Can't finish training, can't load model after it finished tranining
Search before asking
- [X] I have searched the HUB issues and found no similar bug report.
HUB Component
Models, Training
Bug
I trained my model using Collab and after it finished the model in the hub says 100% but that training hasn't finish. When I try to run training again on Collab to maybe trigger completion once more but when I do so it raises and exception and it can't run.
Ultralytics HUB: New authentication successful ✅
Ultralytics HUB: View model at https://hub.ultralytics.com/models/q38rJZFi6qwbaiJpRL6K 🚀
Found https://storage.googleapis.com/ultralytics-hub.appspot.com/users/n0Mwq1AC3KVneaklMrauVkIsozJ3/models/q38rJZFi6qwbaiJpRL6K/epoch-291.pt locally at weights/epoch-291.pt
---------------------------------------------------------------------------
UnpicklingError Traceback (most recent call last)

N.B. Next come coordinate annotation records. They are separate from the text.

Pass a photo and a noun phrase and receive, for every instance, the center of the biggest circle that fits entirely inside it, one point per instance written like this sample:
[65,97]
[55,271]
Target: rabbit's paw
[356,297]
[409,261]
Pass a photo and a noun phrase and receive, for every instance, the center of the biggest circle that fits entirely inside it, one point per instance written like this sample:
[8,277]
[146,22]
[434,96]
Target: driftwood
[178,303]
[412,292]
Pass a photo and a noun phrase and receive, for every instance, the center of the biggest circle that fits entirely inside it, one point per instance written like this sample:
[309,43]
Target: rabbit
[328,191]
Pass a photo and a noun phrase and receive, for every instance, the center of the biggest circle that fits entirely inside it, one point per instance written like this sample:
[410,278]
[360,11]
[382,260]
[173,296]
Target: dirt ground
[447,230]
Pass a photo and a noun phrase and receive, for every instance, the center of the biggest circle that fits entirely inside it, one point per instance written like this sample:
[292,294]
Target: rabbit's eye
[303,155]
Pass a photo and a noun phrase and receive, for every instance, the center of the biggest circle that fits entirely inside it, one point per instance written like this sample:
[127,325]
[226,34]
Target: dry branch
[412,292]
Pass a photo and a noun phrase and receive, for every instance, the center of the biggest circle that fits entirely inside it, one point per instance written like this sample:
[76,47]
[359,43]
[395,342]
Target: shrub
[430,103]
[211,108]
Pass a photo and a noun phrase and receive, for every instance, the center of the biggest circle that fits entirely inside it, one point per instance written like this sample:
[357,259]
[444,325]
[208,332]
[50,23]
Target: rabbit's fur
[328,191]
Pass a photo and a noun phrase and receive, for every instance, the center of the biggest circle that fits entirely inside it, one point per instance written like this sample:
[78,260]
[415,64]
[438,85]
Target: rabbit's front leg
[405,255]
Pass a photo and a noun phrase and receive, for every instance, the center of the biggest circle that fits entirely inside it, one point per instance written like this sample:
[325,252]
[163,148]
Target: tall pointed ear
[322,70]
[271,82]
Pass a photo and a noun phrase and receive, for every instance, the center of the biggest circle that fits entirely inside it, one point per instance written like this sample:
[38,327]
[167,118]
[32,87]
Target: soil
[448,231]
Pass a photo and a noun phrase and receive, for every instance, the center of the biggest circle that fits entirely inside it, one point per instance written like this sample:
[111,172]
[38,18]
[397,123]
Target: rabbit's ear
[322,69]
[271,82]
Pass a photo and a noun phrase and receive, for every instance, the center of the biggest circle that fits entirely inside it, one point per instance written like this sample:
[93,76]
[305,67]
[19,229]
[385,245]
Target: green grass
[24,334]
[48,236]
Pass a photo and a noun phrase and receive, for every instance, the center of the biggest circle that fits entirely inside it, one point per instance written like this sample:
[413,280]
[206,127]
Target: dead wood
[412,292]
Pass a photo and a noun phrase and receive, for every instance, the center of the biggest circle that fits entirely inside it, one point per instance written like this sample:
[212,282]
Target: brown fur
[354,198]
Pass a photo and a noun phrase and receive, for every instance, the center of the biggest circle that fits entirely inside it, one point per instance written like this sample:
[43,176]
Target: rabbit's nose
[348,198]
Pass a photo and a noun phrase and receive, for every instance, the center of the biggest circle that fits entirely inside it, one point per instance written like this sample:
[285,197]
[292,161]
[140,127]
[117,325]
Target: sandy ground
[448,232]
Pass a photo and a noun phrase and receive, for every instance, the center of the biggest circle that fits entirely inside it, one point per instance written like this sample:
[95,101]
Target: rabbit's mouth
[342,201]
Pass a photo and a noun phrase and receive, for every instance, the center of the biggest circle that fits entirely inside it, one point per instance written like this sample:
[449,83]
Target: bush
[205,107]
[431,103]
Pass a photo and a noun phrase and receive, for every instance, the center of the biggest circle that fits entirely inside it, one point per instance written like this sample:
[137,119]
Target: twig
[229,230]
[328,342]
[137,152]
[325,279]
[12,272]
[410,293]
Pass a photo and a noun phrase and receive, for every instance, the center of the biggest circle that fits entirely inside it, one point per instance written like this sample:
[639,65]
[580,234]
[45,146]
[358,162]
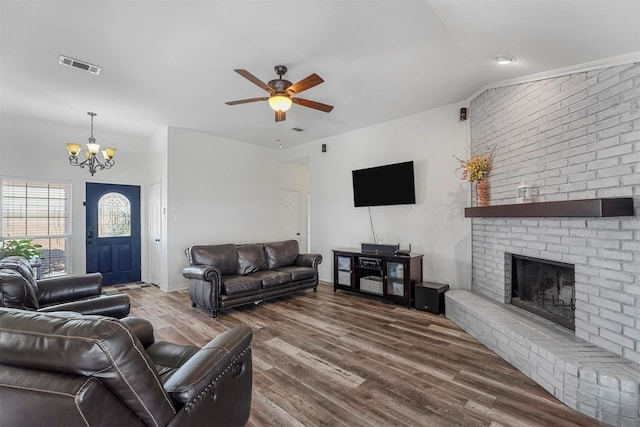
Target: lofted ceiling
[171,62]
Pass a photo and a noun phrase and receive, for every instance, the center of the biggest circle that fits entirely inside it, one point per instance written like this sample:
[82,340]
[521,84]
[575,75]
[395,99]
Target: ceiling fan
[282,92]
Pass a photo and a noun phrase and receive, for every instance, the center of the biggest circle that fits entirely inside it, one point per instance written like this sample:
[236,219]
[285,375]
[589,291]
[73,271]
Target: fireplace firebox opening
[545,288]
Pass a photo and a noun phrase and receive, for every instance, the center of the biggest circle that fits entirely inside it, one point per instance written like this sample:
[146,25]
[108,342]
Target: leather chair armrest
[69,288]
[116,306]
[141,328]
[208,273]
[220,371]
[308,260]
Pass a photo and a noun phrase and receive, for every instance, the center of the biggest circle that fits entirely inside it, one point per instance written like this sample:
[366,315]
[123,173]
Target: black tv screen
[384,185]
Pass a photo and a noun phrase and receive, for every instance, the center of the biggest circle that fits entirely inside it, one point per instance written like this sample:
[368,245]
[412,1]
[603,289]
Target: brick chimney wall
[570,137]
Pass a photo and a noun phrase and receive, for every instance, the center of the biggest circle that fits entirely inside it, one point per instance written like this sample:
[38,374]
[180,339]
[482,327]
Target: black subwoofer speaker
[429,296]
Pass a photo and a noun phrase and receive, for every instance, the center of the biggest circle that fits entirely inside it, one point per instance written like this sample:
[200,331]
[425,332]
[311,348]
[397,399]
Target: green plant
[24,248]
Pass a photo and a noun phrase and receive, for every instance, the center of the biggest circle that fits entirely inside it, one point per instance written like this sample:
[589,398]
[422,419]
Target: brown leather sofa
[66,369]
[81,294]
[224,276]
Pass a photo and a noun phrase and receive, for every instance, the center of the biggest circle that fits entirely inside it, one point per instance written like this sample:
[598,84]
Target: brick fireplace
[569,137]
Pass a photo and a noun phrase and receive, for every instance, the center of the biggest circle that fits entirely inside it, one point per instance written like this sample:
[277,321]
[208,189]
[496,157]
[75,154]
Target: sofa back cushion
[22,266]
[223,257]
[90,346]
[281,254]
[15,291]
[251,258]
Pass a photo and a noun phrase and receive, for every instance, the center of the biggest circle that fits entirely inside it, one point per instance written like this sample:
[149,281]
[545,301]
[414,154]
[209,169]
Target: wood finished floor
[342,359]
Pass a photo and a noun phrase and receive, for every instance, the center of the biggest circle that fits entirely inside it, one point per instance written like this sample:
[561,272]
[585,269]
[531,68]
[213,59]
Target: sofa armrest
[208,273]
[216,382]
[117,306]
[69,288]
[308,260]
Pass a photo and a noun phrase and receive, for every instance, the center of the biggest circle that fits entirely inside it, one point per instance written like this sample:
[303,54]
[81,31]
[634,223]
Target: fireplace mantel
[597,208]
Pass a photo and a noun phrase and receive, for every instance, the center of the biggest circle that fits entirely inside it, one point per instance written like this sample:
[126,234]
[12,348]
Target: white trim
[629,58]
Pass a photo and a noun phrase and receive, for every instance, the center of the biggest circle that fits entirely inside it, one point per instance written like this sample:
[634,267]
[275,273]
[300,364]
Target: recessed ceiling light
[505,59]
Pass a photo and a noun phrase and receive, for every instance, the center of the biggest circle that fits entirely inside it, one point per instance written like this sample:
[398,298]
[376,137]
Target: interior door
[113,232]
[290,215]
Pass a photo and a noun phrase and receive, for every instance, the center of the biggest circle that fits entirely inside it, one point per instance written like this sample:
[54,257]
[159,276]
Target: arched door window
[114,216]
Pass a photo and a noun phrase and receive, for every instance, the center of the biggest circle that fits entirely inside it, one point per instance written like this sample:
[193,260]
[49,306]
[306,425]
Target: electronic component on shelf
[370,262]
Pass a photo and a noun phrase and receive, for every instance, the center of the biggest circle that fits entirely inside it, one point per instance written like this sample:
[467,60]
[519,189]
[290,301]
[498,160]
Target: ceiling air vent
[70,62]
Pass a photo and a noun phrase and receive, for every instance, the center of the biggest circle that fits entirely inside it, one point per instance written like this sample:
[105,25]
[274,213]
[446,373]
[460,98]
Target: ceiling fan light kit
[280,103]
[282,92]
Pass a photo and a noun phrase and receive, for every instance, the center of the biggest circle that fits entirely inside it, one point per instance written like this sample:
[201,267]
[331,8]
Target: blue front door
[113,232]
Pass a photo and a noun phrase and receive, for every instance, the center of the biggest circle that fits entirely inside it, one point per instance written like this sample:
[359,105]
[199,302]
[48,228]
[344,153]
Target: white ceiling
[170,63]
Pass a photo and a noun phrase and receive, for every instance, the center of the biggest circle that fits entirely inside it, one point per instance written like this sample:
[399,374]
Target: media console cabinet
[387,275]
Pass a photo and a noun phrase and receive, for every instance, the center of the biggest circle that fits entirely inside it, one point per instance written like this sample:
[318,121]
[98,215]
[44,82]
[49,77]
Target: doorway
[113,232]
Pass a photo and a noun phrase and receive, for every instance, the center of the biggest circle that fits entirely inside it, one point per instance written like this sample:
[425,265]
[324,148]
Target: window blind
[40,211]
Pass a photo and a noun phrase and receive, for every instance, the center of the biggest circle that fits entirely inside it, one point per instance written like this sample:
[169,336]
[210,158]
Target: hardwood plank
[346,360]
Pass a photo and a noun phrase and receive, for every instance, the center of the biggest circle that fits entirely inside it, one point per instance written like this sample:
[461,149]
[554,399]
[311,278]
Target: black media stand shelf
[595,208]
[386,275]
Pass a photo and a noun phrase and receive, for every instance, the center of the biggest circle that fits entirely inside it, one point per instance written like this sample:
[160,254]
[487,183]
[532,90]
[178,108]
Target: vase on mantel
[482,193]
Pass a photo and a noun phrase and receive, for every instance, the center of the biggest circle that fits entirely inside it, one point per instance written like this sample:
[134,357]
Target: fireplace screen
[546,288]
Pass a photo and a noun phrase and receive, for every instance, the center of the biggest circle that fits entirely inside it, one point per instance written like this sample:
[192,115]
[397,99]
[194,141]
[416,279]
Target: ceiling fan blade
[306,83]
[244,101]
[253,79]
[312,104]
[281,116]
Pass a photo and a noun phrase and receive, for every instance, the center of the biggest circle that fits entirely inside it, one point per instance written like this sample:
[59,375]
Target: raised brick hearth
[570,137]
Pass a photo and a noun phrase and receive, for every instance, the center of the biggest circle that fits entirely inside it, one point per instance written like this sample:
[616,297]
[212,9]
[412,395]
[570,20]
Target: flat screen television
[384,185]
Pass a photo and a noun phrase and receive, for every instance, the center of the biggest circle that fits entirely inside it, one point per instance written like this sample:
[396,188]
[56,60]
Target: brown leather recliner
[68,369]
[82,293]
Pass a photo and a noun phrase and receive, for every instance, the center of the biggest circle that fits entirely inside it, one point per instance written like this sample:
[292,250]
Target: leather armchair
[82,293]
[68,369]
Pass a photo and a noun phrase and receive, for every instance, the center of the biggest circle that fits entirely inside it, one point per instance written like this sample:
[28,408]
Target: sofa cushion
[16,291]
[251,258]
[271,278]
[88,345]
[223,257]
[298,272]
[22,266]
[279,254]
[234,284]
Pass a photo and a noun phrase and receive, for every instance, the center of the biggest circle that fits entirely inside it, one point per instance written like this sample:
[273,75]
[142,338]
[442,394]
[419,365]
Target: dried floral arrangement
[477,166]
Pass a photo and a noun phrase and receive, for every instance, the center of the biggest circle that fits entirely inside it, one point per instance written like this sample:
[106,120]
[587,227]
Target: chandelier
[91,153]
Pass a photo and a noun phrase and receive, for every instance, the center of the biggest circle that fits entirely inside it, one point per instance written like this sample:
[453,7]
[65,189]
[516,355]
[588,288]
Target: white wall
[35,149]
[219,191]
[158,162]
[435,226]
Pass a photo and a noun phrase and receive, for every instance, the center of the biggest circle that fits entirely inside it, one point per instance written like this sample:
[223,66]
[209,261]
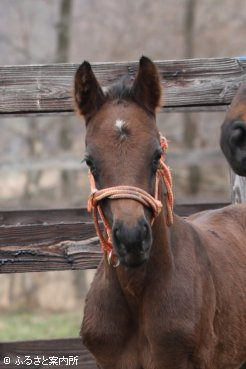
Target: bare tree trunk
[190,127]
[65,140]
[62,55]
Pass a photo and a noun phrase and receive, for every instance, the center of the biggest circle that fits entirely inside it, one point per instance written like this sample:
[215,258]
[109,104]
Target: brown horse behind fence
[169,293]
[233,132]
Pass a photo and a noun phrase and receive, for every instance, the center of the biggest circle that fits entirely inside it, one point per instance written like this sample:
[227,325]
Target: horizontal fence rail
[46,240]
[188,85]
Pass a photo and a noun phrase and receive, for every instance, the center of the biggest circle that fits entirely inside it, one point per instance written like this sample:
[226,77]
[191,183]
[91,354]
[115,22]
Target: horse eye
[90,163]
[156,160]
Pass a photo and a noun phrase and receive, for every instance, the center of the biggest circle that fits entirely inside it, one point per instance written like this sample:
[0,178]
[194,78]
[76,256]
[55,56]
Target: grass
[38,325]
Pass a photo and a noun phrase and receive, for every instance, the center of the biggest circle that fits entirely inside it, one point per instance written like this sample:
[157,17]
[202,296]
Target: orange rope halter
[134,193]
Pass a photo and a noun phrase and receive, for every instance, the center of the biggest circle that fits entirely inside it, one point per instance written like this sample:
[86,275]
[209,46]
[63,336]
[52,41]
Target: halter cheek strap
[134,193]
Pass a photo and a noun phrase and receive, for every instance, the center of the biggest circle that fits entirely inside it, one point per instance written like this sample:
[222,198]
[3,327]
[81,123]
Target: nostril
[116,233]
[238,134]
[145,231]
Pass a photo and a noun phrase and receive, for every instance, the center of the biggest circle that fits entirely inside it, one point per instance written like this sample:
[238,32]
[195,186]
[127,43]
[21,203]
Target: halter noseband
[134,193]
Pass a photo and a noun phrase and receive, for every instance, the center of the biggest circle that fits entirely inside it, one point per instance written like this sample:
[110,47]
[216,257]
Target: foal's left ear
[147,85]
[88,94]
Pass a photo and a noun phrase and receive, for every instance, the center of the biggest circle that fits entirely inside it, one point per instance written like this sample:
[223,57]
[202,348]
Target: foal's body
[190,316]
[177,299]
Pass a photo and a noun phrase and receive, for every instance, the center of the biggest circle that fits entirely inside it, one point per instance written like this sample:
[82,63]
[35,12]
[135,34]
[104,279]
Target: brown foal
[173,294]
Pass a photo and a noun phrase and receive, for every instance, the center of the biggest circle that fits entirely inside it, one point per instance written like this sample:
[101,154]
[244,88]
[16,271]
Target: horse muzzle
[132,243]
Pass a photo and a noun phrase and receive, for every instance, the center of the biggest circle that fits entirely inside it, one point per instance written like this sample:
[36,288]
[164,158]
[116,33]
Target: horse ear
[88,94]
[147,87]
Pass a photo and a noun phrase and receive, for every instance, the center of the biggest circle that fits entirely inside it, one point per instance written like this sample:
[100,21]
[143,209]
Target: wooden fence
[65,239]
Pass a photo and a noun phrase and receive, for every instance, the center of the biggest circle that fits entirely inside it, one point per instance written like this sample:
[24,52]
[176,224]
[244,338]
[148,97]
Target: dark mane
[121,90]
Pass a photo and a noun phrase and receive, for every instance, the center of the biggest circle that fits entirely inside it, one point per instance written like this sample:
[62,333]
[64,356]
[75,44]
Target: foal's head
[123,148]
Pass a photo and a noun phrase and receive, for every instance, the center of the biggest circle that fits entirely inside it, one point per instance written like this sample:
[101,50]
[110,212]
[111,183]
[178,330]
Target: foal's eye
[156,160]
[91,165]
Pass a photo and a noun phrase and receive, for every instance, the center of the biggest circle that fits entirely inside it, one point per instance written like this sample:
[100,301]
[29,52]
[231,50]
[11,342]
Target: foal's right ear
[88,94]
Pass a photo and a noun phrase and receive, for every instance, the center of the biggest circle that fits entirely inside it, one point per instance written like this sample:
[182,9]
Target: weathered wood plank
[197,83]
[68,353]
[45,240]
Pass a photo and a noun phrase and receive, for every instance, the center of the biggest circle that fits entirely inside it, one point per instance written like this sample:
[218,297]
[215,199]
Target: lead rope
[134,193]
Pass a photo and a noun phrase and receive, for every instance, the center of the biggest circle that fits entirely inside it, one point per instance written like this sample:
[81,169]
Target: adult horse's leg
[233,133]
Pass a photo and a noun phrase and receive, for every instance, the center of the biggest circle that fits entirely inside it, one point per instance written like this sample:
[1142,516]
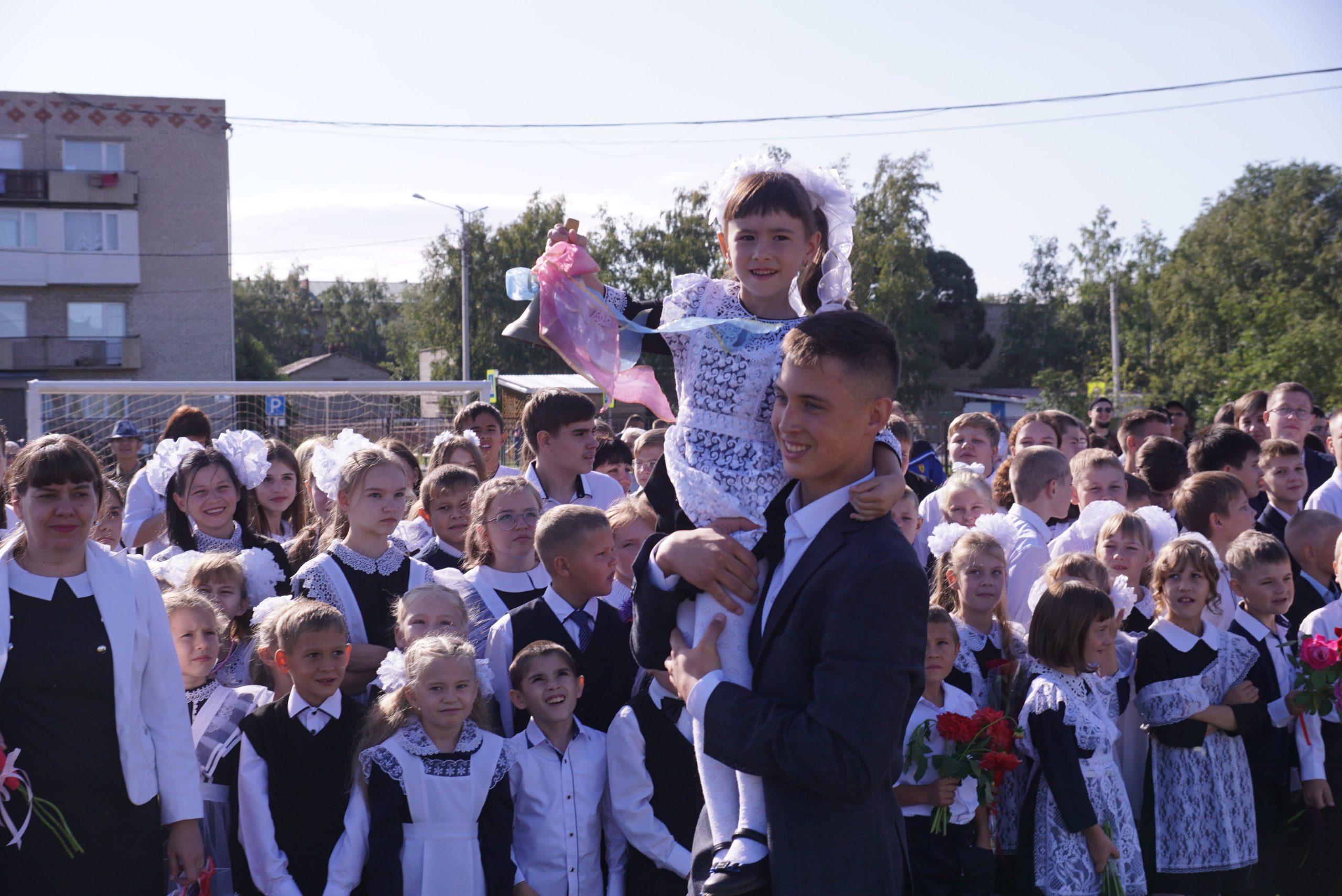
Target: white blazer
[154,730]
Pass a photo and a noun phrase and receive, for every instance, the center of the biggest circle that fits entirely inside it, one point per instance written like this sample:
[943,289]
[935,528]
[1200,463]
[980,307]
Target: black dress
[57,705]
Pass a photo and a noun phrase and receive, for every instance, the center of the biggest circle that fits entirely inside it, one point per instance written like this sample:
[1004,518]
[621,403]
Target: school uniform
[439,823]
[1197,831]
[561,816]
[439,554]
[1075,784]
[490,593]
[1273,748]
[655,793]
[215,712]
[595,638]
[948,864]
[590,490]
[293,789]
[363,588]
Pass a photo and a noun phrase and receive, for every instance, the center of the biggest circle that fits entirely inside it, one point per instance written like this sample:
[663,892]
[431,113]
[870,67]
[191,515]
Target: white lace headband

[<ipython-input-3-252a0c1dfed1>](https://localhost:8080/#) in <cell line: 3>()
1 hub.login('...')
2
----> 3 model = YOLO('https://hub.ultralytics.com/models/q38rJZFi6qwbaiJpRL6K')
4 results = model.train()
7 frames
[/usr/local/lib/python3.10/dist-packages/ultralytics/models/yolo/model.py](https://localhost:8080/#) in __init__(self, model, task, verbose)
21 else:
22 # Continue with default YOLO initialization
---> 23 super().__init__(model=model, task=task, verbose=verbose)
24
25 @property
[/usr/local/lib/python3.10/dist-packages/ultralytics/engine/model.py](https://localhost:8080/#) in __init__(self, model, task, verbose)
140 self._new(model, task=task, verbose=verbose)
141 else:
--> 142 self._load(model, task=task)
143
144 def __call__(
[/usr/local/lib/python3.10/dist-packages/ultralytics/engine/model.py](https://localhost:8080/#) in _load(self, weights, task)
292
293 if Path(weights).suffix == ".pt":
--> 294 self.model, self.ckpt = attempt_load_one_weight(weights)
295 self.task = self.model.args["task"]
296 self.overrides = self.model.args = self._reset_ckpt_args(self.model.args)
[/usr/local/lib/python3.10/dist-packages/ultralytics/nn/tasks.py](https://localhost:8080/#) in attempt_load_one_weight(weight, device, inplace, fuse)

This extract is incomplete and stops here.